Sewage pipes are being laid in Pondhead Inclosure until December restricting access to the paths. More details here.
Starting at the iconic Bolton’s Bench on the edge of Lyndhurst, this walk cuts through Pondhead Inclosure and forest woodland before returning across the vast open expanse of White Moor.
From the Bolton’s Bench car park, walk up the slope to the famous bench.
The small mound with distinctive trees on top is named after the Duke of Bolton, who held the office of Master Keeper of Burley Baliwick in the 18th Century. The hill is a natural sandy mound rather than man-made.
Keeping the cricket pitch to your right, walk across the grass to the Bolton’s Bench East car park and join the path heading on to the ridgeway. Shortly after the GPS marker, take the path to the right, down the hill to Beaulieu Road.
Cross the road and head through the gate in to Pondhead Inclosure.
Continue on the path past some of the hazel copicing done by the Pondhead Conservation Trust. The inclosure has not been grazed by animals for centuries so has a rich array of flora, birds and butterflies. In spring, this area is a sea of bluebells before the trees are fully in leaf and the sunlight is able to reach the forest floor. Also along the path, look out for Balanos – a dragon carved into a fallen tree trunk.
Follow the path straight through the inclosure until the gate on to Beechen Lane and follow the length of the lane through Park Ground Inclosure.
At the end of Beechen Lane, turn left and go through the gate in to Little Holmhill Inclosure. This will eventually taking you down a hill, crossing a stream before climbing again to meet Beaulieu Road.

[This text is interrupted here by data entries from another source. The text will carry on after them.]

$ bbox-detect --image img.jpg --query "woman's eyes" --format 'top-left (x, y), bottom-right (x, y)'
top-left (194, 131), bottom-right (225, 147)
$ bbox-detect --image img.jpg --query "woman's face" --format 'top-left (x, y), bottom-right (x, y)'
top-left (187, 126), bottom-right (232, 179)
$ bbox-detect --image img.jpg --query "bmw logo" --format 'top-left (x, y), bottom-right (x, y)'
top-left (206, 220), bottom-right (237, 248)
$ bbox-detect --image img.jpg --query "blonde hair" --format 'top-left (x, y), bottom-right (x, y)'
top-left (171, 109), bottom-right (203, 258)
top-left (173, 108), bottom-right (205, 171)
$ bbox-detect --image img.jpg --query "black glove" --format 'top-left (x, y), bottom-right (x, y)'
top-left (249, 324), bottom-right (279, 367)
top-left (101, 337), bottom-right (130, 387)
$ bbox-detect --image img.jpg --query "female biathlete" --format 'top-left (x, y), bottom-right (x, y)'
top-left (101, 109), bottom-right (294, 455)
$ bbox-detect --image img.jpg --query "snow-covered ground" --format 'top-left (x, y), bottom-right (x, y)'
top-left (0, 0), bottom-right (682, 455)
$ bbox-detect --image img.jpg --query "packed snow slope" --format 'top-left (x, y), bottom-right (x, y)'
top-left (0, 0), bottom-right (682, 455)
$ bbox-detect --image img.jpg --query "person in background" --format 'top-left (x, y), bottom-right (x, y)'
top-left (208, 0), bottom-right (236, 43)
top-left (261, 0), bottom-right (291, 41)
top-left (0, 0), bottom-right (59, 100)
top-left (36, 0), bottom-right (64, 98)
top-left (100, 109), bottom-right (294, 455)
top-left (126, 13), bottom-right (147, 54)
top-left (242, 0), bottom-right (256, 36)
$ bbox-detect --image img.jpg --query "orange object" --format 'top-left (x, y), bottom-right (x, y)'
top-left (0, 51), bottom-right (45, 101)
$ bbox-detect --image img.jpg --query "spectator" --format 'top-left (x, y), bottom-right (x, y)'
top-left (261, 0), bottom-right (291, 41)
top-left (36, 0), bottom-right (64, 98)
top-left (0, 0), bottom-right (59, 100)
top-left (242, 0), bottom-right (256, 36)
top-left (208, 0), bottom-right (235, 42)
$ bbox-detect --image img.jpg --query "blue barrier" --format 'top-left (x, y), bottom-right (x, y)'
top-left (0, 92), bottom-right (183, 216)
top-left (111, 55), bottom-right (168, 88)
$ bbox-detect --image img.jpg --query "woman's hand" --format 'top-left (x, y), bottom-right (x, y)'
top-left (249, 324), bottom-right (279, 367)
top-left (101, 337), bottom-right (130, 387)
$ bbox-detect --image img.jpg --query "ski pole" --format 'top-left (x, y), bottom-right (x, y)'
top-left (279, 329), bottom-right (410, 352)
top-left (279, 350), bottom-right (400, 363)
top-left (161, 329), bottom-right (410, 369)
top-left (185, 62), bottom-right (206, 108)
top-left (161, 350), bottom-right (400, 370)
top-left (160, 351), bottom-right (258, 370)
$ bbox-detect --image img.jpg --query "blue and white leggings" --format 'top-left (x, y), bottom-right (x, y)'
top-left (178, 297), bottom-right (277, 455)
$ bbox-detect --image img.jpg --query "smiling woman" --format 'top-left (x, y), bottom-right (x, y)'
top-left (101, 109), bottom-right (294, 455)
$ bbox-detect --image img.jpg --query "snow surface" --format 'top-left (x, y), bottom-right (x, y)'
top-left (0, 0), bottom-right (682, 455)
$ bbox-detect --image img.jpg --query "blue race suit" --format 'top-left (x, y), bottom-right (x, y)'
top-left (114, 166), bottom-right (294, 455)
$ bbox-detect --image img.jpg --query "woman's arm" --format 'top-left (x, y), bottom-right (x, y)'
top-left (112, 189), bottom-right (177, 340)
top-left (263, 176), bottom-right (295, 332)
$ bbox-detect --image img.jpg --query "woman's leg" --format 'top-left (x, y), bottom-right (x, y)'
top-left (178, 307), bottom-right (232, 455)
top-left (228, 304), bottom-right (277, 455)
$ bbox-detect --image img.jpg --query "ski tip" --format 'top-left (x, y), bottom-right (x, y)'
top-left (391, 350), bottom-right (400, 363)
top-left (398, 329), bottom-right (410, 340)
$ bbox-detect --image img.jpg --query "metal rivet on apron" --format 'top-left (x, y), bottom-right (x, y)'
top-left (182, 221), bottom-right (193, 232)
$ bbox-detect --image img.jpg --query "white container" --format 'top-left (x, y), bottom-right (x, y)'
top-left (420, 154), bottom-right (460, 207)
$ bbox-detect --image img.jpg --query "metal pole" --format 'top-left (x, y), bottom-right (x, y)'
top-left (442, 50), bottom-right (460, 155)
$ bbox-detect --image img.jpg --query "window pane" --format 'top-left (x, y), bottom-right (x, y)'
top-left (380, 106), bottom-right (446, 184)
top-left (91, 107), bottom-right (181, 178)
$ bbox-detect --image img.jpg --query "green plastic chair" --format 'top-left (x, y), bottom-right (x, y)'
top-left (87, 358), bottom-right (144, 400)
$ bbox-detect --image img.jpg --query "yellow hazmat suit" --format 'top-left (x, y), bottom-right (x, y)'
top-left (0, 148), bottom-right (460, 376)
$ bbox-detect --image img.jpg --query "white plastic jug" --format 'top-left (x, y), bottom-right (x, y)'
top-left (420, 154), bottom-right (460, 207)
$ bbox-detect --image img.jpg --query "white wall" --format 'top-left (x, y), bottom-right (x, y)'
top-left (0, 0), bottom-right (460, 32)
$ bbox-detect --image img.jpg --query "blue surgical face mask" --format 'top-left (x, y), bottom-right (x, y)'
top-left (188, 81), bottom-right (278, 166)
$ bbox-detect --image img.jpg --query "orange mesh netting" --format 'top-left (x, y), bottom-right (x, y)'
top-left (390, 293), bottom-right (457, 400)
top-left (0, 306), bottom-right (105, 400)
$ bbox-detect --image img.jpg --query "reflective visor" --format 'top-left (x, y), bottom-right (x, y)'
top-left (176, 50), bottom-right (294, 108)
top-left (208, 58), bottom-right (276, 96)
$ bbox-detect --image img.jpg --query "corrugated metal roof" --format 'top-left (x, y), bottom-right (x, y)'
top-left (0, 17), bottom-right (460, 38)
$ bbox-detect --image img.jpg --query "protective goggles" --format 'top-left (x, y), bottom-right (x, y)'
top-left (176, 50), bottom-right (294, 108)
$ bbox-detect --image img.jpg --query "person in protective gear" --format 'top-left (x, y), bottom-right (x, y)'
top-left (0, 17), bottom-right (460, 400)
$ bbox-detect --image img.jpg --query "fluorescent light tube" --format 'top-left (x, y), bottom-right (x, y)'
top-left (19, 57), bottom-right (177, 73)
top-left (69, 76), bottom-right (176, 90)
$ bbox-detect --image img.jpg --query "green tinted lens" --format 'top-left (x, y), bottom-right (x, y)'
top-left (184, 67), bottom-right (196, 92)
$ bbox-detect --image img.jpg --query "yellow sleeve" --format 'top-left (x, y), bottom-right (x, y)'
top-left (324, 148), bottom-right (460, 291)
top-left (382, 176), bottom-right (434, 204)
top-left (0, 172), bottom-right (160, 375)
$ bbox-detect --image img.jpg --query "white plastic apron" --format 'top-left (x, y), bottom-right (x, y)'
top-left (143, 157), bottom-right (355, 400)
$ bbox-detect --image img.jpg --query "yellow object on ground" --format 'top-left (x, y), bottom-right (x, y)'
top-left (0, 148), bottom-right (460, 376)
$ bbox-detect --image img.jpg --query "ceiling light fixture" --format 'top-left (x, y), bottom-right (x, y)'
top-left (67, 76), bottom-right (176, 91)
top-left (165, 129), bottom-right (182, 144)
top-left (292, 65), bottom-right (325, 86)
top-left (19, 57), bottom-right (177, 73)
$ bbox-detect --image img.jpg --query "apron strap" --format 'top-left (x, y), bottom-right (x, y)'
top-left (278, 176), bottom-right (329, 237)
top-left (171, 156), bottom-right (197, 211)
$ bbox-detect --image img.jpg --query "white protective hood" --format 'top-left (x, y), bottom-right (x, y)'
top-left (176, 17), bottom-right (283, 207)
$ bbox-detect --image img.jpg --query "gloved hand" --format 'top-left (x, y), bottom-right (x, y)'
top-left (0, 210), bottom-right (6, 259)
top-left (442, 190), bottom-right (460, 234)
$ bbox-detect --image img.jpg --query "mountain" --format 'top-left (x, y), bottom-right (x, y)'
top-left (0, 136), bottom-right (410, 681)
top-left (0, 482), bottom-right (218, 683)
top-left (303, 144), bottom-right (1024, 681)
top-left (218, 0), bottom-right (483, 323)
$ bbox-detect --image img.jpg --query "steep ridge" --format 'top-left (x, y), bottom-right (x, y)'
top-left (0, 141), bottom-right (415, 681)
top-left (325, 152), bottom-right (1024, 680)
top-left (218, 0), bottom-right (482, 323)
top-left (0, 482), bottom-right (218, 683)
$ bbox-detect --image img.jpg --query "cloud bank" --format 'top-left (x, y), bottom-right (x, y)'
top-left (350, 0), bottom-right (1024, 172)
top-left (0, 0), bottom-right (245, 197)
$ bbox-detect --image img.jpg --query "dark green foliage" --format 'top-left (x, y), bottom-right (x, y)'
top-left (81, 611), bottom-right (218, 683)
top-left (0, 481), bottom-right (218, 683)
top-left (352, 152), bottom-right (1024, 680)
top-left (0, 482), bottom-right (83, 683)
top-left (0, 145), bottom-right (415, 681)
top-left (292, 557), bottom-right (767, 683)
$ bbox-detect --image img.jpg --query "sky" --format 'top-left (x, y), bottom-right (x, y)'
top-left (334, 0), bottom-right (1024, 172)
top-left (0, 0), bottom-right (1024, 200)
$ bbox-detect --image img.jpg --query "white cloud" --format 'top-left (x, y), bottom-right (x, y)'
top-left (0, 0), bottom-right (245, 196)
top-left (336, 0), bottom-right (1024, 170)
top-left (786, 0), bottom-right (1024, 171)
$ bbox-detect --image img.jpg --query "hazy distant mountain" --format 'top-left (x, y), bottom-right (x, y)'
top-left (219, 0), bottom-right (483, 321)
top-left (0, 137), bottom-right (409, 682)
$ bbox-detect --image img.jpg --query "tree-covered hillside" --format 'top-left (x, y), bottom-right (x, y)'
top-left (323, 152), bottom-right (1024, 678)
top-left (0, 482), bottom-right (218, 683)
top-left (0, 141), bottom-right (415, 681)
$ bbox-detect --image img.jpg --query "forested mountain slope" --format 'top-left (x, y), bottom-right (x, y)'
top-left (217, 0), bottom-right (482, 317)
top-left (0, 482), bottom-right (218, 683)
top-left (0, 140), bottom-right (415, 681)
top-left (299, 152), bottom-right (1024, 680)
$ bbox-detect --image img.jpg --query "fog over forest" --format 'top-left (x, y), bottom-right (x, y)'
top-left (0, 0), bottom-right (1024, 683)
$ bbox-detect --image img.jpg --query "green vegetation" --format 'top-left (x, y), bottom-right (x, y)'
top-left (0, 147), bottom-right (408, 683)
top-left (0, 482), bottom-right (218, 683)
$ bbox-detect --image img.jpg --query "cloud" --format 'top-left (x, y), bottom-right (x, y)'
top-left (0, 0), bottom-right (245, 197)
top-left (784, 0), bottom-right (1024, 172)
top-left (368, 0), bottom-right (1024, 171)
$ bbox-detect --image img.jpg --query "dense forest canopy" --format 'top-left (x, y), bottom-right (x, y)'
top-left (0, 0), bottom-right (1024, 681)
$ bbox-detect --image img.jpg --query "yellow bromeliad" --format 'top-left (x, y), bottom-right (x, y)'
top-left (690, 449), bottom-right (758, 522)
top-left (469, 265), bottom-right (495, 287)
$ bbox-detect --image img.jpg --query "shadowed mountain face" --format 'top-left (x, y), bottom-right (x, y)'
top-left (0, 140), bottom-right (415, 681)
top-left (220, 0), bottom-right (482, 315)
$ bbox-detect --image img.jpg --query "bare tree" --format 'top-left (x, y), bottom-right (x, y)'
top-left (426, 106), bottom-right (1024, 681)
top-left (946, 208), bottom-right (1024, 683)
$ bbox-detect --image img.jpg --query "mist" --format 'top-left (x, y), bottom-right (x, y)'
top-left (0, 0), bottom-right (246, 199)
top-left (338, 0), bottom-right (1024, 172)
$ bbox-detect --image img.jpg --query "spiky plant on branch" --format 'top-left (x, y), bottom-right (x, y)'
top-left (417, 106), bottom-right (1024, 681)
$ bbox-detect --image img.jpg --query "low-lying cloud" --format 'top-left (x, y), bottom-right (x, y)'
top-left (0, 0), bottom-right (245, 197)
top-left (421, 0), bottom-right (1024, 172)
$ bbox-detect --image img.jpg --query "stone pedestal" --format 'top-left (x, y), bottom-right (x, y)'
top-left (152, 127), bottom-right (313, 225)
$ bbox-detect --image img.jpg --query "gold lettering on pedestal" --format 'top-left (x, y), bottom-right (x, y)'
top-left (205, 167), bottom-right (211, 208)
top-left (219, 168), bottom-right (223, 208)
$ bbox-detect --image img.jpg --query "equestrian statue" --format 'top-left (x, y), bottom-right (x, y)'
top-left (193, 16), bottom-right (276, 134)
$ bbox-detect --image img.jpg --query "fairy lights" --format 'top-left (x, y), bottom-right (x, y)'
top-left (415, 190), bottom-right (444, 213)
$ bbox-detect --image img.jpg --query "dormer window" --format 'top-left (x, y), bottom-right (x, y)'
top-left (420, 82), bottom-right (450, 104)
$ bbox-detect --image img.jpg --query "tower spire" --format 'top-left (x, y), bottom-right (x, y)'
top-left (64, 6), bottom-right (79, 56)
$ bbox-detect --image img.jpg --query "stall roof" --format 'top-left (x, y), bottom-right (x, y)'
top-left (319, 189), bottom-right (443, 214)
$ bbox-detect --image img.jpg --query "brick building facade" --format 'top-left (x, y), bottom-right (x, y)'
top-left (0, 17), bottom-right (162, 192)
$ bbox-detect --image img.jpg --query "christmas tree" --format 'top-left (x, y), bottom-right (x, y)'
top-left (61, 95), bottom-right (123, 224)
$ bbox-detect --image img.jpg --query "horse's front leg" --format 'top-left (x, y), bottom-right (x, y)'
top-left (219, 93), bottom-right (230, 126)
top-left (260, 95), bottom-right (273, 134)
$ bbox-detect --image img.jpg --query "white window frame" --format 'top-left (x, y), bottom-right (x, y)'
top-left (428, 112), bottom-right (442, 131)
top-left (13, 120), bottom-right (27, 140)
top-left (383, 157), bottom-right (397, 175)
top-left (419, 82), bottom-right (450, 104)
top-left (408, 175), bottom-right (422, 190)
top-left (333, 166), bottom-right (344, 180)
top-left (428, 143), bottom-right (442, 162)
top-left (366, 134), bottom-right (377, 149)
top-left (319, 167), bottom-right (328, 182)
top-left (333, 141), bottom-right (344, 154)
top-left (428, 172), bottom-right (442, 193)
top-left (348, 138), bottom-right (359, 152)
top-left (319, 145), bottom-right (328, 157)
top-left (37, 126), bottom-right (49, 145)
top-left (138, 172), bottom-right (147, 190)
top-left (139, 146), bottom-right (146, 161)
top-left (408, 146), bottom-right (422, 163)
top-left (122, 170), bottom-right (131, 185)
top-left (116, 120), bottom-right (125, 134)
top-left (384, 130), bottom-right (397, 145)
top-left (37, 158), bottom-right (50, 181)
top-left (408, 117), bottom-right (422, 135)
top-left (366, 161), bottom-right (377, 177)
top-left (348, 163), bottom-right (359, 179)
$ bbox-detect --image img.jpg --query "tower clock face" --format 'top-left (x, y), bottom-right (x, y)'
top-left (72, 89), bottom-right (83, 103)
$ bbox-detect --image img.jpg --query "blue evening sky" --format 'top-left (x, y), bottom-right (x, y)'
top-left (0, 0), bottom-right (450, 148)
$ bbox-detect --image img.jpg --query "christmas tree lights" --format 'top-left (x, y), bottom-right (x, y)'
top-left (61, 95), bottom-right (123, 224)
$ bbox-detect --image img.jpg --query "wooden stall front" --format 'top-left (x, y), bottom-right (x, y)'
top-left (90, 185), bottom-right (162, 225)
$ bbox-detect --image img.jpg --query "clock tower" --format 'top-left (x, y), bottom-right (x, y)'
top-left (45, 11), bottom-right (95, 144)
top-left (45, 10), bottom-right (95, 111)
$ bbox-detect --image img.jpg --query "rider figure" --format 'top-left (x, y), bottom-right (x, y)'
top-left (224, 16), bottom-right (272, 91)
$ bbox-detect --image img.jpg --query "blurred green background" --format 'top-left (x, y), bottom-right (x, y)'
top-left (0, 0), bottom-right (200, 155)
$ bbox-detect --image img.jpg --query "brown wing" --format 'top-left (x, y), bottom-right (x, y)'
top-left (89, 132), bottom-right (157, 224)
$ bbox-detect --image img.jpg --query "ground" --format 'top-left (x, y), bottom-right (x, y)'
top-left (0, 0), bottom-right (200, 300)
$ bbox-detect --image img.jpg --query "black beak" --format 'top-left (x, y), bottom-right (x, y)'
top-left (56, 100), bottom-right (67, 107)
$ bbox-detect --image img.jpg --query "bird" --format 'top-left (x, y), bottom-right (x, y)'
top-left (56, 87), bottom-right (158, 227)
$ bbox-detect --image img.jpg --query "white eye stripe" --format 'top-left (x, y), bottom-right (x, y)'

Cross the road and join the narrow track taking you back across the moor, parallel to the road, to Bolton’s Bench.
The vast open heathland to your right was used as for military training for soldiers before they headed to France during World War One and old ordnance is occasionally found on the moor.
You’ll see as far as Southampton docks and Ashurst to the east. Also on the skyline is the distinctive Georgian mansion, Notherwood House, and the spire of St Michael’s and All Angel’s Church in Lyndhurst as you walk back towards the village.
This circular walk can be completed in either direction.Download GPX
- Bolton’s Bench car park
- Bluestar Bus 6 stops in Lyndhurst
- New Forest Tour Green and Red routes stop in Lyndhurst
Food and Drink
- Pubs and cafes in Lyndhurst
Mainly gravel tracks which are generally passable, but the track across Whitefield Moor is very sandy and could be difficult following wet weather conditions.